I understand the need to take training seriously, and the need for professional dress and appearance, in order to maintain unit cohesion and a level of competence. However, speaking as the wife of a (now-former) national guardsman, part of the reason that the troops are inattentive and shabby is because at least for us the armed forces, and the national guard in particular, are inefficiently run. This is merely our experience, and not indicative of the whole culture. However, most weekends, my husband and his colleagues would arrive, go through inspection, and then sit around for 4 or 5 hours while someone tried to figure out what they were supposed to be doing. For men and women who come from the civilian world where that kind of disorganization would result in firing, it’s difficult to respect the system.

Now, before anyone jumps down my throat about this, I totally respect what the Guard does, and I—mostly——willingly gave up my husband for the year of his deployment. However, there has got to be a more efficient way of doing things. Even the Family Resource meetings were poorly organized, overly repetitive, and usually unhelpful.
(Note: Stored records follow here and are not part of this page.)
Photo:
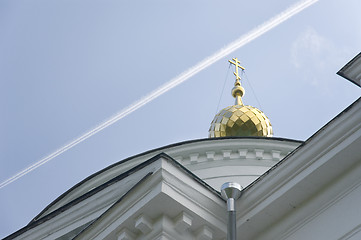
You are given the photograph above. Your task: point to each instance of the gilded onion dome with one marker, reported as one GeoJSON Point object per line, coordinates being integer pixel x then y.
{"type": "Point", "coordinates": [240, 120]}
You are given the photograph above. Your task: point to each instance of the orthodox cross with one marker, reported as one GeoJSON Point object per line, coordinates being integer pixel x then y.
{"type": "Point", "coordinates": [236, 63]}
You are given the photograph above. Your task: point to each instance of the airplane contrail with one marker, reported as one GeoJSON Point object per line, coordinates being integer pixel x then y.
{"type": "Point", "coordinates": [241, 41]}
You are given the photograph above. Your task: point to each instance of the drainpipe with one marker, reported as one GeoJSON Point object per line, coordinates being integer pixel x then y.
{"type": "Point", "coordinates": [231, 191]}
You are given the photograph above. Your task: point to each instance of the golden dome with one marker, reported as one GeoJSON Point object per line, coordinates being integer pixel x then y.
{"type": "Point", "coordinates": [238, 119]}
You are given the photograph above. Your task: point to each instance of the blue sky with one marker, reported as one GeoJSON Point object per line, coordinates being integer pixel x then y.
{"type": "Point", "coordinates": [66, 66]}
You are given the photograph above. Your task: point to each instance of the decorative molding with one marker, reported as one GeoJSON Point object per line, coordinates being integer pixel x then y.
{"type": "Point", "coordinates": [183, 222]}
{"type": "Point", "coordinates": [125, 234]}
{"type": "Point", "coordinates": [204, 233]}
{"type": "Point", "coordinates": [227, 154]}
{"type": "Point", "coordinates": [143, 224]}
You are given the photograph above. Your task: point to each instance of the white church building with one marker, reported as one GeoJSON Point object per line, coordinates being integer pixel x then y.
{"type": "Point", "coordinates": [291, 189]}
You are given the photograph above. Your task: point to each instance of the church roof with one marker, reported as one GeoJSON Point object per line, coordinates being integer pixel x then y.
{"type": "Point", "coordinates": [313, 167]}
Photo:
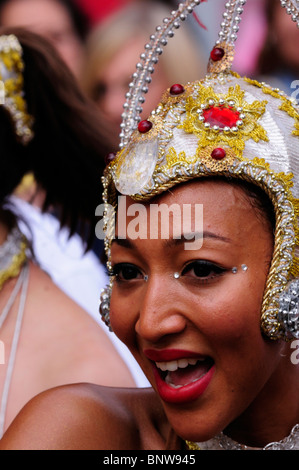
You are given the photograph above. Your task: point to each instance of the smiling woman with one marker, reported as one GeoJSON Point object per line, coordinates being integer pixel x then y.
{"type": "Point", "coordinates": [212, 327]}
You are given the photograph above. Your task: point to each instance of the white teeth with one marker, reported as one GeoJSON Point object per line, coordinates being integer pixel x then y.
{"type": "Point", "coordinates": [174, 365]}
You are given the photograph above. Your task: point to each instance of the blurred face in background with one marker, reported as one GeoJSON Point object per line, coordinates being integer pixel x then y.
{"type": "Point", "coordinates": [50, 19]}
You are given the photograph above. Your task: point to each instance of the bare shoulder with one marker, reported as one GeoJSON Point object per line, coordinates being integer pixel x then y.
{"type": "Point", "coordinates": [83, 417]}
{"type": "Point", "coordinates": [75, 341]}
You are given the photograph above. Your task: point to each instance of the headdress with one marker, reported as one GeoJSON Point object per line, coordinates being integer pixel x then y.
{"type": "Point", "coordinates": [11, 87]}
{"type": "Point", "coordinates": [223, 125]}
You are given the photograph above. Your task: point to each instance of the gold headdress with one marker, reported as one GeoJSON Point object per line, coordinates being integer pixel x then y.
{"type": "Point", "coordinates": [221, 125]}
{"type": "Point", "coordinates": [11, 87]}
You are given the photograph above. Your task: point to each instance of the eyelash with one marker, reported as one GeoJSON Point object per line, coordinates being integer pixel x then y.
{"type": "Point", "coordinates": [206, 271]}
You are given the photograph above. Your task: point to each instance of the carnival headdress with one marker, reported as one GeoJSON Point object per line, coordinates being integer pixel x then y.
{"type": "Point", "coordinates": [222, 125]}
{"type": "Point", "coordinates": [12, 87]}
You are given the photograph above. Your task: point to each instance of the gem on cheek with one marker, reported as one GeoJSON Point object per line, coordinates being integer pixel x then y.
{"type": "Point", "coordinates": [218, 154]}
{"type": "Point", "coordinates": [217, 54]}
{"type": "Point", "coordinates": [144, 126]}
{"type": "Point", "coordinates": [177, 89]}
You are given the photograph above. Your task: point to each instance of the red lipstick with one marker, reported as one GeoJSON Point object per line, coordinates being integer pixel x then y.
{"type": "Point", "coordinates": [189, 391]}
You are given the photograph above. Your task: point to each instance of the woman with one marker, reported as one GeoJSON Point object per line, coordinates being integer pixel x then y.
{"type": "Point", "coordinates": [208, 306]}
{"type": "Point", "coordinates": [48, 129]}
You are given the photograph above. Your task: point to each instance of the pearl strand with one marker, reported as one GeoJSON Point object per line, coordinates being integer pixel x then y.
{"type": "Point", "coordinates": [231, 21]}
{"type": "Point", "coordinates": [145, 68]}
{"type": "Point", "coordinates": [292, 9]}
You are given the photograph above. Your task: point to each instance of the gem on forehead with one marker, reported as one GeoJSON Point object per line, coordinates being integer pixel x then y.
{"type": "Point", "coordinates": [221, 117]}
{"type": "Point", "coordinates": [217, 54]}
{"type": "Point", "coordinates": [145, 126]}
{"type": "Point", "coordinates": [218, 154]}
{"type": "Point", "coordinates": [176, 89]}
{"type": "Point", "coordinates": [109, 157]}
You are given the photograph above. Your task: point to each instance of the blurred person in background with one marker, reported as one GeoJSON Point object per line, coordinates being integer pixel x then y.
{"type": "Point", "coordinates": [278, 62]}
{"type": "Point", "coordinates": [113, 50]}
{"type": "Point", "coordinates": [47, 128]}
{"type": "Point", "coordinates": [62, 22]}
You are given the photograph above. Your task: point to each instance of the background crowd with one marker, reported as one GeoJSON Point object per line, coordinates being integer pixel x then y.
{"type": "Point", "coordinates": [100, 42]}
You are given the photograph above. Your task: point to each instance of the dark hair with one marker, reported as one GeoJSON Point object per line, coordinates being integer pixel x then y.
{"type": "Point", "coordinates": [67, 152]}
{"type": "Point", "coordinates": [258, 198]}
{"type": "Point", "coordinates": [78, 18]}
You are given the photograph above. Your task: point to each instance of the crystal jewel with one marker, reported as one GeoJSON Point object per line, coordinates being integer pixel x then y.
{"type": "Point", "coordinates": [217, 54]}
{"type": "Point", "coordinates": [221, 117]}
{"type": "Point", "coordinates": [177, 89]}
{"type": "Point", "coordinates": [218, 154]}
{"type": "Point", "coordinates": [136, 167]}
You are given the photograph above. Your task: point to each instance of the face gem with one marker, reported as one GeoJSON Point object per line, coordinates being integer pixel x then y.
{"type": "Point", "coordinates": [144, 126]}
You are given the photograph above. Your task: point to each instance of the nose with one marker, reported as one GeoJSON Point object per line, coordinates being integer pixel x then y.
{"type": "Point", "coordinates": [161, 312]}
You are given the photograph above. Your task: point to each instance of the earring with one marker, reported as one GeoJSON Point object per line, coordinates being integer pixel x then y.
{"type": "Point", "coordinates": [104, 308]}
{"type": "Point", "coordinates": [288, 313]}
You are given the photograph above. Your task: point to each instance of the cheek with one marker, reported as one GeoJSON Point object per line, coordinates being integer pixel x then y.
{"type": "Point", "coordinates": [123, 316]}
{"type": "Point", "coordinates": [232, 312]}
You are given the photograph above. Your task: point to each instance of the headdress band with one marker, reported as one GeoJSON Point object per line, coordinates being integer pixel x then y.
{"type": "Point", "coordinates": [12, 84]}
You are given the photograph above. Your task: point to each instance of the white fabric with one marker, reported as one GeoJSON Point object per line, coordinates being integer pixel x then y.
{"type": "Point", "coordinates": [80, 275]}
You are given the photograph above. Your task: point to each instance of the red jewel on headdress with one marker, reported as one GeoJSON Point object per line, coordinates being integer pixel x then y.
{"type": "Point", "coordinates": [109, 157]}
{"type": "Point", "coordinates": [218, 154]}
{"type": "Point", "coordinates": [176, 89]}
{"type": "Point", "coordinates": [145, 126]}
{"type": "Point", "coordinates": [217, 54]}
{"type": "Point", "coordinates": [221, 117]}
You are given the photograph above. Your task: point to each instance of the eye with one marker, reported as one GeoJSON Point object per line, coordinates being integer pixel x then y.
{"type": "Point", "coordinates": [203, 270]}
{"type": "Point", "coordinates": [126, 272]}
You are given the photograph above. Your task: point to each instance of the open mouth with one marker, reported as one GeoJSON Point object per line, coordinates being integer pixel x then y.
{"type": "Point", "coordinates": [180, 376]}
{"type": "Point", "coordinates": [182, 372]}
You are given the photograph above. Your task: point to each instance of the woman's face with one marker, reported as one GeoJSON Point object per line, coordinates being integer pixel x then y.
{"type": "Point", "coordinates": [197, 335]}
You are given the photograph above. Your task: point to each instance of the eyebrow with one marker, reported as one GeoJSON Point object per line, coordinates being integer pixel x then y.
{"type": "Point", "coordinates": [184, 238]}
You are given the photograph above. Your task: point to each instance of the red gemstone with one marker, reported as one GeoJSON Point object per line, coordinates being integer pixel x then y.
{"type": "Point", "coordinates": [144, 126]}
{"type": "Point", "coordinates": [177, 89]}
{"type": "Point", "coordinates": [109, 158]}
{"type": "Point", "coordinates": [221, 117]}
{"type": "Point", "coordinates": [217, 54]}
{"type": "Point", "coordinates": [218, 154]}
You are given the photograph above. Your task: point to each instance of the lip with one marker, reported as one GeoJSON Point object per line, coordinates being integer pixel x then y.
{"type": "Point", "coordinates": [186, 393]}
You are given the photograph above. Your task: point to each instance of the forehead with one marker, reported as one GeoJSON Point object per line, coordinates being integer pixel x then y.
{"type": "Point", "coordinates": [225, 210]}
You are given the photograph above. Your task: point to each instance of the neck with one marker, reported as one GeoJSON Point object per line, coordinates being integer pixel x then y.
{"type": "Point", "coordinates": [13, 248]}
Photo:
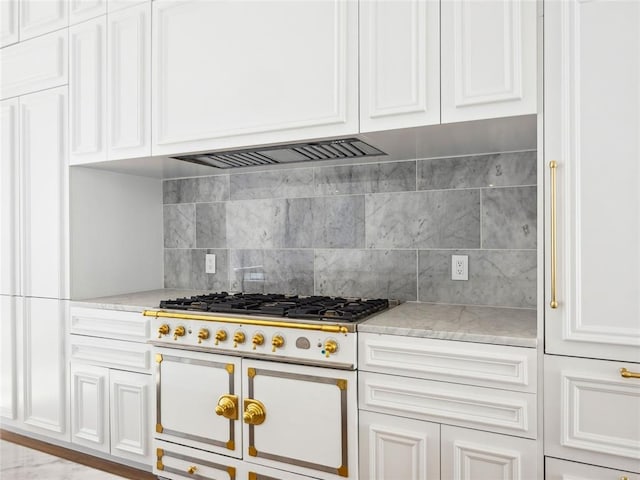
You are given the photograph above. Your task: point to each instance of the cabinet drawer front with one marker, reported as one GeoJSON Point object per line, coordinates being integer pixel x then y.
{"type": "Point", "coordinates": [110, 353]}
{"type": "Point", "coordinates": [593, 413]}
{"type": "Point", "coordinates": [511, 368]}
{"type": "Point", "coordinates": [131, 326]}
{"type": "Point", "coordinates": [488, 409]}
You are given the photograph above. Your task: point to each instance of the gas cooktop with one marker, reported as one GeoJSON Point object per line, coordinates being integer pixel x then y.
{"type": "Point", "coordinates": [279, 305]}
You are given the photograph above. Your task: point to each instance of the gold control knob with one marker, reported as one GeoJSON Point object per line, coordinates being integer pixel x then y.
{"type": "Point", "coordinates": [330, 346]}
{"type": "Point", "coordinates": [178, 332]}
{"type": "Point", "coordinates": [277, 341]}
{"type": "Point", "coordinates": [254, 412]}
{"type": "Point", "coordinates": [163, 330]}
{"type": "Point", "coordinates": [221, 336]}
{"type": "Point", "coordinates": [228, 407]}
{"type": "Point", "coordinates": [238, 337]}
{"type": "Point", "coordinates": [203, 334]}
{"type": "Point", "coordinates": [258, 339]}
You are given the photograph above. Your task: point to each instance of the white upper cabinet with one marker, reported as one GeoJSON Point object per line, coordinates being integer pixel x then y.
{"type": "Point", "coordinates": [399, 64]}
{"type": "Point", "coordinates": [239, 73]}
{"type": "Point", "coordinates": [488, 59]}
{"type": "Point", "coordinates": [592, 125]}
Regarding the OP’s idea of requiring inattentive members to take the training on their own time, it seems like it would work to me. Many of the training sessions my husband went through during regular weekends and before their deployment were just a series of powerpoint slides, which he could have gone through more thoroughly and efficiently on his own time. I feel like the weekend time should be devoted to hands-on exercises that need to be done as a group, rather than lectures that could be read through on one’s own.

CaptainHarley's avatar

That’s why the military still uses Article 15, non-judicial punishment.